The Cobalt interface for embedding allows you to create a cobalt.CobaltDataset from a pandas DataFrame and then call CobaltDataset.add_embedding_array(). This method accepts a numpy array and the name of a metric that can be used to compute distances between each row in the embedding matrix.

Metadata

To proceed with your analysis, you can add metadata information about the data in the DataFrame. And one can add a DatasetMetadata object to communicate to cobalt which columns in the dataset contain timestamp data, or contain media data (e.g image paths).

When constructing the CobaltDataset object, you have the opportunity to pass in DatasetMetadata object. If you do not, Cobalt auto-computes which columns in the dataframe you passed in correspond to image path columns, and text columns. In particular, Cobalt distinguishes between long text and short text. Long text data contains multiple space separated words, and short text columns do not. We auto-compute TF-IDF-based keyword analysis on long text columns.
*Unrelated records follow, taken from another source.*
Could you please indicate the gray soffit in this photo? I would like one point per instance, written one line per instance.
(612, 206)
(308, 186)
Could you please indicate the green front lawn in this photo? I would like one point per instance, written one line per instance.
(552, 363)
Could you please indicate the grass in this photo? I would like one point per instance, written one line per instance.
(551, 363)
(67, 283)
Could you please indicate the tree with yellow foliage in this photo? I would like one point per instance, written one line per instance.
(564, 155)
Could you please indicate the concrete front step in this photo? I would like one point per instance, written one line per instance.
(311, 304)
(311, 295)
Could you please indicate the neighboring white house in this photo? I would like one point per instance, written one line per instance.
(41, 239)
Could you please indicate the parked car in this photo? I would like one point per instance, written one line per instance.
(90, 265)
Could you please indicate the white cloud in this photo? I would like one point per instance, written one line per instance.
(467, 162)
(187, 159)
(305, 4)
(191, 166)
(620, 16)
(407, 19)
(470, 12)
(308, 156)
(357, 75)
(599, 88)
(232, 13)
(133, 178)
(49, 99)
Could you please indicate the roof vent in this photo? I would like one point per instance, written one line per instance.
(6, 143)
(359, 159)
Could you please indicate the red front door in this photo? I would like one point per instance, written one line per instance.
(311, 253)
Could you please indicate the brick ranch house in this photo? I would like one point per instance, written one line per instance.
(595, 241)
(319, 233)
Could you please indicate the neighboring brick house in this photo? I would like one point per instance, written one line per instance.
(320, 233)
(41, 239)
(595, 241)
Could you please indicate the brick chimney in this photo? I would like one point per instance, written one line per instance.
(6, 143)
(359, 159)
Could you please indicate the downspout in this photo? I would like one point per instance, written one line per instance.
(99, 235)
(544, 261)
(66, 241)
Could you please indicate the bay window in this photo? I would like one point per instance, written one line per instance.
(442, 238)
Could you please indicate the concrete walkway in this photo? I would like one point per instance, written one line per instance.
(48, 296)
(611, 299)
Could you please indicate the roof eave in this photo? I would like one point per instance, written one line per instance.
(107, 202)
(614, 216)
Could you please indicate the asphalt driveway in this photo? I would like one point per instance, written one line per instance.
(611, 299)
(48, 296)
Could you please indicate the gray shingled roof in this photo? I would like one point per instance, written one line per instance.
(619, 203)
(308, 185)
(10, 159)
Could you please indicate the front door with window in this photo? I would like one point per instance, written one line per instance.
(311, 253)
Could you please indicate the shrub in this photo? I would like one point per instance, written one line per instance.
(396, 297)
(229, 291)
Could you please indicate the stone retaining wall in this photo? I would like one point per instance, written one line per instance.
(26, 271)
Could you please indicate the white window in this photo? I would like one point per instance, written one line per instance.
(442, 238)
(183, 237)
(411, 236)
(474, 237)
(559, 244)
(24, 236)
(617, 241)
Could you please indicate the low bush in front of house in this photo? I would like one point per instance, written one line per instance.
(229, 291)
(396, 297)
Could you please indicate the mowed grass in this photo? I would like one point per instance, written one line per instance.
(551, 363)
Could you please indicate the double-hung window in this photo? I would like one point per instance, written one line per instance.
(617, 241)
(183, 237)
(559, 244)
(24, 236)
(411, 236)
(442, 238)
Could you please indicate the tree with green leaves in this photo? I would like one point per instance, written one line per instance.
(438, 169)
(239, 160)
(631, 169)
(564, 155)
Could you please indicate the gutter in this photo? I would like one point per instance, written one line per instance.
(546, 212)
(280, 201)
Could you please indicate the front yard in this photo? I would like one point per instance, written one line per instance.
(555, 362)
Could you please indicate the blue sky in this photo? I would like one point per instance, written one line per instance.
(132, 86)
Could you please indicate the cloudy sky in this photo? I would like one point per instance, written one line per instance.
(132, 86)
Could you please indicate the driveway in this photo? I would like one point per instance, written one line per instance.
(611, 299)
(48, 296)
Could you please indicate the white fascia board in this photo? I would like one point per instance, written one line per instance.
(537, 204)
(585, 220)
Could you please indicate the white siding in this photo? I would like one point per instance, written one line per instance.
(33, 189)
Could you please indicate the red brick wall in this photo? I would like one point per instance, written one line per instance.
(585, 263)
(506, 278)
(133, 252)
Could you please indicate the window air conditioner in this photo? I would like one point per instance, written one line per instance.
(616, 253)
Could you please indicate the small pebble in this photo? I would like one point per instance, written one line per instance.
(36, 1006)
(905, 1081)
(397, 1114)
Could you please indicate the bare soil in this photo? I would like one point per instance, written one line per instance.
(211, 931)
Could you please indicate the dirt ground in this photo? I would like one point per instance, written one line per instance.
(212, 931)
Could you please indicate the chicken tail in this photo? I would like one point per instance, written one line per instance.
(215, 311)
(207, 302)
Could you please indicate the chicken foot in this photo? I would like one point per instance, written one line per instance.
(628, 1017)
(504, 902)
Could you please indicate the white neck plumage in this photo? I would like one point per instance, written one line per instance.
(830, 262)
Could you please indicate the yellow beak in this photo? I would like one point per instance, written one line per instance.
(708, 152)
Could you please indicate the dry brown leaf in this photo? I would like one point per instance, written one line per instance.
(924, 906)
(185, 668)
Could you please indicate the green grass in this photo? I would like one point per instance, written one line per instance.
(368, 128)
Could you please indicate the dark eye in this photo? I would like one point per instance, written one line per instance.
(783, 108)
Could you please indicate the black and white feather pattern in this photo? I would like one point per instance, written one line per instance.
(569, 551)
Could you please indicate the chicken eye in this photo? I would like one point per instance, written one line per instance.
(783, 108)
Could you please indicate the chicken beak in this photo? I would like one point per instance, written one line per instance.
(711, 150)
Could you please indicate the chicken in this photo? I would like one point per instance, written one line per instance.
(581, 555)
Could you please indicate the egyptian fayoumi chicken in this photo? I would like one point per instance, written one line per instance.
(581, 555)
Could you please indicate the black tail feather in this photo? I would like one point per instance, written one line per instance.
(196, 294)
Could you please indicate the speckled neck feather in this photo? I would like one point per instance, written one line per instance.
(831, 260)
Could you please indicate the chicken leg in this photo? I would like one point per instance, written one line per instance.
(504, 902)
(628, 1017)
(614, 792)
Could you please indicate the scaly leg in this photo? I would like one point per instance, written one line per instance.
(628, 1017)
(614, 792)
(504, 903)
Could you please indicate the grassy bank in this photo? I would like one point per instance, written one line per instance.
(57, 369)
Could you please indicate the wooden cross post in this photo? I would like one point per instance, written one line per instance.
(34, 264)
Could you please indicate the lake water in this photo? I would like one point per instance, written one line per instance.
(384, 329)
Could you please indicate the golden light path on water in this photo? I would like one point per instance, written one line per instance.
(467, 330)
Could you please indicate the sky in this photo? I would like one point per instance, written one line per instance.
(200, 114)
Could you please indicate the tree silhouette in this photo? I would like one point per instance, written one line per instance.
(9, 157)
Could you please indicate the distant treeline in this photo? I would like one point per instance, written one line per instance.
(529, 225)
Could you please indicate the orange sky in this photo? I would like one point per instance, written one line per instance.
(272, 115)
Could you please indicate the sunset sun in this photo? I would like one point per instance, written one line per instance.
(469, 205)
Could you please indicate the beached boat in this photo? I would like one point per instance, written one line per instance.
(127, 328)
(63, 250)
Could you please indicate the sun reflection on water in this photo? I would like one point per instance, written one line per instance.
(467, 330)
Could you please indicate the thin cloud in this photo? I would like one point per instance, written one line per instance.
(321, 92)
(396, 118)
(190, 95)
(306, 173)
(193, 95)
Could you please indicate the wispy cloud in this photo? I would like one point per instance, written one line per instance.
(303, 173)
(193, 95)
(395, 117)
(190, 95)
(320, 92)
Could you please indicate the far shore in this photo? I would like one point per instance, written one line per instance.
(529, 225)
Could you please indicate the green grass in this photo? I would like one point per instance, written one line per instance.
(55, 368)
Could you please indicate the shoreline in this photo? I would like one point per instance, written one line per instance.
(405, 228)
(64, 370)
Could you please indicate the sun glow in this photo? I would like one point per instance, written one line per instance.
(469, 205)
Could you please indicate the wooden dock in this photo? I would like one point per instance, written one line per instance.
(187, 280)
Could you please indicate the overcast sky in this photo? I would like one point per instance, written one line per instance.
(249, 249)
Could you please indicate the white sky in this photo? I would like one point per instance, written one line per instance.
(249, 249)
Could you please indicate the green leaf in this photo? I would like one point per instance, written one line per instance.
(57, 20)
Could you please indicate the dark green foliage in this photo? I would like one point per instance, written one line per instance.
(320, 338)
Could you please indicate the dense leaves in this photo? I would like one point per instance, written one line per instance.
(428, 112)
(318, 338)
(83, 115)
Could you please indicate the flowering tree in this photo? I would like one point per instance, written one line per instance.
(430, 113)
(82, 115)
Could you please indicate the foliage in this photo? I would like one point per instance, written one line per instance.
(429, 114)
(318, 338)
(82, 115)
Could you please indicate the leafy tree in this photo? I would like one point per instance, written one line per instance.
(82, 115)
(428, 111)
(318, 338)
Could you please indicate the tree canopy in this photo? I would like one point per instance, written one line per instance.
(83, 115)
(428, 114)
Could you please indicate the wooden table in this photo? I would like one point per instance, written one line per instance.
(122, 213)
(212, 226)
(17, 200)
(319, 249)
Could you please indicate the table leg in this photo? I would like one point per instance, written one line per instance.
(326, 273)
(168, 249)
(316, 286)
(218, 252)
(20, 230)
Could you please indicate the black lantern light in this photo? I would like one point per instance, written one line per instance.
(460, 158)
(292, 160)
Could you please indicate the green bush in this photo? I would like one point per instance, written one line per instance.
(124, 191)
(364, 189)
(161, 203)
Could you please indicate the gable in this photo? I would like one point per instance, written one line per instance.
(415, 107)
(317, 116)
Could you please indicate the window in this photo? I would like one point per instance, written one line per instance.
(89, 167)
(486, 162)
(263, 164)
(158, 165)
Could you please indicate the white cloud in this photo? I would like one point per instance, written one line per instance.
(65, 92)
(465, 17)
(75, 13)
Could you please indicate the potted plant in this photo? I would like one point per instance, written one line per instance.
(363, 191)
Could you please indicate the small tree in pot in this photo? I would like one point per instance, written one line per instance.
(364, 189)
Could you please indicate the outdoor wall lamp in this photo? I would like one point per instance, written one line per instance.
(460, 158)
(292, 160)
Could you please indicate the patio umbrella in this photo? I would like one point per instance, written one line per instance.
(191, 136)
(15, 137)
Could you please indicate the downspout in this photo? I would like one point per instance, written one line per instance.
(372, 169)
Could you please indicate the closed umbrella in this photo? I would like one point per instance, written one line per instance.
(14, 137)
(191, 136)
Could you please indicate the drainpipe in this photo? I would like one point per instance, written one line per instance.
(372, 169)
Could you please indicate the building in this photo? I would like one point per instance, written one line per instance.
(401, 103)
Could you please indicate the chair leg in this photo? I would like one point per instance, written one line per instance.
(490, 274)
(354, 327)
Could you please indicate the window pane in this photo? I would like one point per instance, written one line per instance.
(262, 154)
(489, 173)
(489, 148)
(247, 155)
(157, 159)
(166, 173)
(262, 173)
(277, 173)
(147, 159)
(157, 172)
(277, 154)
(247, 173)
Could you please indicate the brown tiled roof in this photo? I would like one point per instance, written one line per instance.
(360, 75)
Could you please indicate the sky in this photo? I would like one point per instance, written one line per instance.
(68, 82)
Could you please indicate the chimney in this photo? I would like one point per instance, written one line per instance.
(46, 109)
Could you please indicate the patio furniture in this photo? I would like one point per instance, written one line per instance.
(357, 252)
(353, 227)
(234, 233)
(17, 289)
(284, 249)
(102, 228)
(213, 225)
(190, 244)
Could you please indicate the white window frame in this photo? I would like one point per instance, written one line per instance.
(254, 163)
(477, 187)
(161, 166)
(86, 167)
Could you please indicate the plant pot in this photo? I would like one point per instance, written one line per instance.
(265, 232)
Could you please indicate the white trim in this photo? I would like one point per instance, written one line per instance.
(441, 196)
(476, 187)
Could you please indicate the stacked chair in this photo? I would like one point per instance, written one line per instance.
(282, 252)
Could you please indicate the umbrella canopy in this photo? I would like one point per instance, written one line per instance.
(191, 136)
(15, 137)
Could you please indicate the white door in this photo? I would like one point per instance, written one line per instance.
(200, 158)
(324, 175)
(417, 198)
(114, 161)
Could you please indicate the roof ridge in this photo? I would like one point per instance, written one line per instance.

Cobalt does not currently automatically detect timestamp columns, so if you want to color by a certain timestamp column, please add that to CobaltDataset.metadata.timestamp_columns after construction.

To add a model that you want to analyze, add a ModelMetadata object with the CobaltDataset.add_model() method to communicate which columns in the dataframe are model predictions, model targets, and model input columns. This will provide input for Cobalt to organize your analysis tools in the UI as well as define the relevant columns that the Workspace.find_failure_groups() method will consider to output failure groups.

Visualization

Once this has been appropriately labeled, you can run w = cobalt.Workspace(ds: CobaltDataset) and then w.ui.

If you prefer a more programmatic interface, you can run w.find_failure_groups().

At this point, if you w.ui, you’ll see a visual interface show up in the notebook interface with a network in the center. Each node in your graph represents a cluster of data, and edges between those nodes represent similarities between clusters. In sum, you can think of the network as a literal map of your dataset, based on the information that is contained in the embedding that you provided. To see how your model makes decisions about your data, you can start by coloring the map by your model’s prediction.

At this point, we recommend looking at data points that lie on the border between two different colors to see what the model might get confused by.